Interestingly, it all starts with us responding to our children’s questions and needs by being as honest as possible—in age-appropriate language. It starts by teaching the simple boundaries of “Yes, you can,” or “No, you can’t.” Hearing yes and no from people they love—and feel safe and protected by—teaches kids that they, too, can be forthright. This approach encourages honesty in feelings, in reactions, and in acceptance of self and others.
What tools can we give our kids to be compassionate towards kids who are disabled?
The tool of empathy, of course, but more than anything, we can give our kids tools to be helpful. If a child learns to open a door because someone has his or her hands full, or readily understands that it is best and right to give up a seat, let the other person go first, etc., then he learns courtesy and helpfulness. This way, when a disabled person needs a hand, the child isn’t afraid or intimidated to do so, he simply does. And when he helps in this vein, the person being assisted is left with the feeling of acceptance, too. He is not helped because he is “different,” but rather, because people treat one another fairly and with kindness.

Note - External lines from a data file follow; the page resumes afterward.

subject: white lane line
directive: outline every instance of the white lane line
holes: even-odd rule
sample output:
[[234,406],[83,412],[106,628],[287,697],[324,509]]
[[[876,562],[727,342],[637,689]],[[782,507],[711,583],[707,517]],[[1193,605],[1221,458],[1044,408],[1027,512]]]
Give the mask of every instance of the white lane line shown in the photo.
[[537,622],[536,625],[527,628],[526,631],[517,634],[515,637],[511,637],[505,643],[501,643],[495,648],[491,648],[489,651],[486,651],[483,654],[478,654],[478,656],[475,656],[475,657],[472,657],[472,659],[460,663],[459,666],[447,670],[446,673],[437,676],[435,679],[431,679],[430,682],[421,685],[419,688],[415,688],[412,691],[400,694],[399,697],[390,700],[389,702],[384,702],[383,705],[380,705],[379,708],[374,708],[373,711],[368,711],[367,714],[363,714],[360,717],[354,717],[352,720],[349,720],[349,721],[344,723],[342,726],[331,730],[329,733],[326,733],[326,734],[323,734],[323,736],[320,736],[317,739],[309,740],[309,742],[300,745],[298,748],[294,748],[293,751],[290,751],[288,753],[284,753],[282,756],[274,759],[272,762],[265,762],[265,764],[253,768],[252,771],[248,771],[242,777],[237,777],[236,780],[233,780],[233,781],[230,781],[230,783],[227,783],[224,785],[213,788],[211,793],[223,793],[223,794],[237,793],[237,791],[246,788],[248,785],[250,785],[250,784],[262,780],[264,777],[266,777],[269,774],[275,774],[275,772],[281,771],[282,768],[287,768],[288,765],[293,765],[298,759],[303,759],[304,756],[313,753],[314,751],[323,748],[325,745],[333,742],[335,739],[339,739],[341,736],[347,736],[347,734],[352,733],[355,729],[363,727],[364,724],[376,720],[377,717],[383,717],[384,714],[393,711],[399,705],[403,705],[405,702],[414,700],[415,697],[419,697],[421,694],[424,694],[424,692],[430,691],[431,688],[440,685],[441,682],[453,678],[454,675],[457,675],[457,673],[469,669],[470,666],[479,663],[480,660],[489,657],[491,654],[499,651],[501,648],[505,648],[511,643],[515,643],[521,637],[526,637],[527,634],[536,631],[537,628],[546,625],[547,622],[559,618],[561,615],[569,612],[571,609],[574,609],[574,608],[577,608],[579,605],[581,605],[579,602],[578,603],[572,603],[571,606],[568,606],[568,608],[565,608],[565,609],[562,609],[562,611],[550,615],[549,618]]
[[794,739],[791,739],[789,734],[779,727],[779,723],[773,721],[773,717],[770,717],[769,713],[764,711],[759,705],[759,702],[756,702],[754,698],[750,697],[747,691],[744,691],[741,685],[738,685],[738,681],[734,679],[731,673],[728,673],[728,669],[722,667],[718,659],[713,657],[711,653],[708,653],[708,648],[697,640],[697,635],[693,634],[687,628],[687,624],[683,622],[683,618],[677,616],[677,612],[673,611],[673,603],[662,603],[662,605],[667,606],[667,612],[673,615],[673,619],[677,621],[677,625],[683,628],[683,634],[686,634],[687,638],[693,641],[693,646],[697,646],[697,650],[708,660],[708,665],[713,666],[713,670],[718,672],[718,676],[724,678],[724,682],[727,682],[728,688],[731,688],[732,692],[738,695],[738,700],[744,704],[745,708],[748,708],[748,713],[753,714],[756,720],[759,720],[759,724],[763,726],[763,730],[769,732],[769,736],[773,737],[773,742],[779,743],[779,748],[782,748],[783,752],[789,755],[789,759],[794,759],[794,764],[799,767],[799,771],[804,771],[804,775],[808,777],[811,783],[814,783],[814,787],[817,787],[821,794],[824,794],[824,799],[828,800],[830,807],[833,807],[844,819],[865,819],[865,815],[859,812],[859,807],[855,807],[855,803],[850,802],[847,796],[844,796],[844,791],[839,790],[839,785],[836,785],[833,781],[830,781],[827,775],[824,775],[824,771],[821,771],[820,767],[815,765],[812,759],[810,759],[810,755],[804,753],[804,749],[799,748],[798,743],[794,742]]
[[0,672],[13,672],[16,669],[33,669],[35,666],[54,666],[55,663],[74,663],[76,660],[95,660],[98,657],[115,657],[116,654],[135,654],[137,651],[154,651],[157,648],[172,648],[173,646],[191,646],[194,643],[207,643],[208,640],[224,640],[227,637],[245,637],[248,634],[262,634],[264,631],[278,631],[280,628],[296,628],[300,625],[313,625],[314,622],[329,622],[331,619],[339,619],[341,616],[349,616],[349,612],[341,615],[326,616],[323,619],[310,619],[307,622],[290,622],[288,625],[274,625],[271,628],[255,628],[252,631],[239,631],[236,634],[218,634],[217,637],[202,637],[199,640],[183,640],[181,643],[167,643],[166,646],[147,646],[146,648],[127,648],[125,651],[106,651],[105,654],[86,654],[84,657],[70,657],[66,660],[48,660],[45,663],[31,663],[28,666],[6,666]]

How can we teach our kids to see past differences of kids with disabilities to discover the similarities?
We do this when we teach our children to genuinely believe that there is no such thing as a “mediocre soul”—that we are all here to find our way. We must teach our kids that the goal of each person is to find her talents. We are each in the process of becoming who we are and who we will become. This is not too big of a concept for even young children. When a child has a puppy, we don’t teach her to give him away because he doesn’t know how to come when we call, or because he’s a messy eater. We teach the child that the puppy is not yet big, but is “in process”—to being, having, getting, doing. Using this logic, when it comes to interacting with people, we teach a child to offer a smile—the universal language of friendship and acceptance. That smile can be the beginning of a friendship based on similarity.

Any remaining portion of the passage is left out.